The project, originally named Hotel Clare, was announced in 2014 by Columbia West Properties and Pineapple Hospitality with the sale of the southwest corner of 2nd and Virginia for $16 million. A 24-story condominium tower with 175 units was approved by the city government for the site in 2006 and was later revised to 39 stories in response to a zoning change. Columbia West proposed a 39-story high-rise on the site in 2008 as part of a twin residential and hotel project but later abandoned plans. The initial design, made by Ankrom Moisan Architects in 2015, was a 17-story hotel with 208 rooms and retail that would incorporate the Terminal Sales Annex. Pacific Eagle, the U.S. arm of Hong Kong–based real estate company Great Eagle Holdings, acquired the property in December 2016 for $18 million.

Pacific Eagle unveiled new plans for a 42-story hotel on the site in 2018 and hired Tokyo-based Kengo Kuma & Associates to redesign the project. The submitted design included 242 hotel rooms, 209 condominium units, two levels of co-working space, and 6,700 sqft. Following an initial design review meeting, the tower's footprint was reduced and a large mural was added to the side of the Terminal Sales Annex, which would jut out from the bottom of the building. The co-working element of the project was dropped in 2020 and replaced with co-living spaces in response to the COVID-19 pandemic. The Downtown Seattle Design Review Board formally approved development of the project in November 2021.

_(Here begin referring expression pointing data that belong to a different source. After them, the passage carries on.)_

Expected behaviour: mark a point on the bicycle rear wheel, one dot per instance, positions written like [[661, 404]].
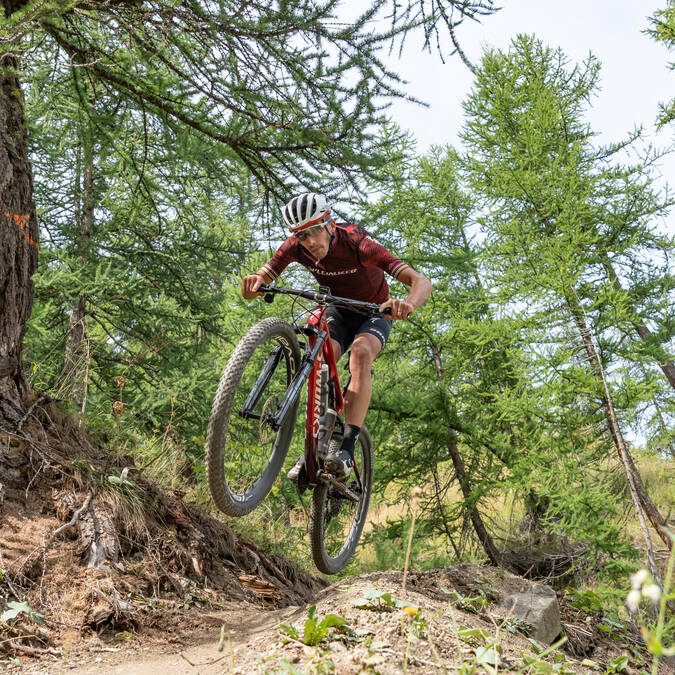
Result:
[[244, 454], [336, 522]]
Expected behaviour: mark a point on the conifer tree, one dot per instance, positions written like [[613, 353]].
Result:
[[557, 211], [287, 90]]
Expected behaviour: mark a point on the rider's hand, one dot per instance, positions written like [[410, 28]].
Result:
[[400, 309], [250, 284]]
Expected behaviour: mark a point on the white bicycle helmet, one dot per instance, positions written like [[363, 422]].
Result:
[[304, 211]]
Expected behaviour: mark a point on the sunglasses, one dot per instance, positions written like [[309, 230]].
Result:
[[313, 231]]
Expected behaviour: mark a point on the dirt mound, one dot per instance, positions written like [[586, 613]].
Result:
[[93, 547], [366, 624]]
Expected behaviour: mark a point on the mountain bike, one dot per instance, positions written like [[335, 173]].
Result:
[[254, 416]]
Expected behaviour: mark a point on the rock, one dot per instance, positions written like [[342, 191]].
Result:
[[537, 606]]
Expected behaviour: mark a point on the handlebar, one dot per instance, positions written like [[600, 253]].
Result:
[[368, 308]]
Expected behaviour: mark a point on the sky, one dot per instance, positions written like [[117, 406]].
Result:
[[634, 76]]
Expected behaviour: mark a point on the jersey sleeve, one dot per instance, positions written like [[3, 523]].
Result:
[[373, 254], [286, 254]]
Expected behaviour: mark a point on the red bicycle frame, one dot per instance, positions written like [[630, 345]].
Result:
[[317, 319]]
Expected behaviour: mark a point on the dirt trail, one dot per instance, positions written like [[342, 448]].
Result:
[[378, 635], [132, 579]]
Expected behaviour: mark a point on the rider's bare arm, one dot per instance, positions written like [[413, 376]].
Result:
[[420, 290], [251, 282]]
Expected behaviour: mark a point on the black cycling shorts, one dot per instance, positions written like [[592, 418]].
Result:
[[344, 326]]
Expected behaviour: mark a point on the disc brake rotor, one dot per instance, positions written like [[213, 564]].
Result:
[[265, 430]]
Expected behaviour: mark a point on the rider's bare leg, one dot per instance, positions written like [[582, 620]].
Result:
[[357, 397]]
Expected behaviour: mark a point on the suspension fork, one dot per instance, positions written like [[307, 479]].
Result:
[[263, 379], [293, 391]]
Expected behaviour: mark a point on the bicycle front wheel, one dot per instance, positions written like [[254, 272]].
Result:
[[336, 522], [244, 453]]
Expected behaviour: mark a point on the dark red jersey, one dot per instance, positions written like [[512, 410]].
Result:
[[354, 267]]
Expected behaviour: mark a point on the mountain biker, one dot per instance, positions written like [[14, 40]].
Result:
[[344, 258]]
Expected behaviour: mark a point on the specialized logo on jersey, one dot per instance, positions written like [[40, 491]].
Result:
[[316, 270]]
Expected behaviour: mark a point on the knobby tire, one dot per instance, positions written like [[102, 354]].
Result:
[[331, 556], [223, 421]]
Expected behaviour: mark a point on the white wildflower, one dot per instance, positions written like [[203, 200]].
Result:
[[653, 592], [633, 601], [637, 579]]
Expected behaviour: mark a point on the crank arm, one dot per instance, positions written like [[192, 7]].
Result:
[[329, 479]]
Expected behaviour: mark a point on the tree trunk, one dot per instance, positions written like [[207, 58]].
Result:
[[18, 234], [490, 549], [642, 499], [71, 381]]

In September 2022, the Langham Hospitality Group announced that it would acquire the project and operate the hotel as The Langham, Seattle. Construction was originally scheduled to be complete in 2026. By May 2025, construction had not yet begun and the opening date of the hotel was delayed to 2030.

==Design==

The Langham, Seattle is planned to be 42 stories tall with 187 luxury hotel rooms and suites and 200 apartments. Its design, a collaboration between Kengo Kuma and local firm Ankrom Moisan Architects, uses a series of setbacks to reference the Art Deco and Gothic Revival architecture of historic buildings in Downtown Seattle. The landmarked facade of the Terminal Sales Annex will be incorporated into the new building, protruding from the base, and its interior will be remade into amenity spaces. The top of the Terminal Sales Annex will be converted into an outdoor terrace used by hotel patrons. An automated parking garage under the tower will have space for 158 vehicles and 250 bicycles.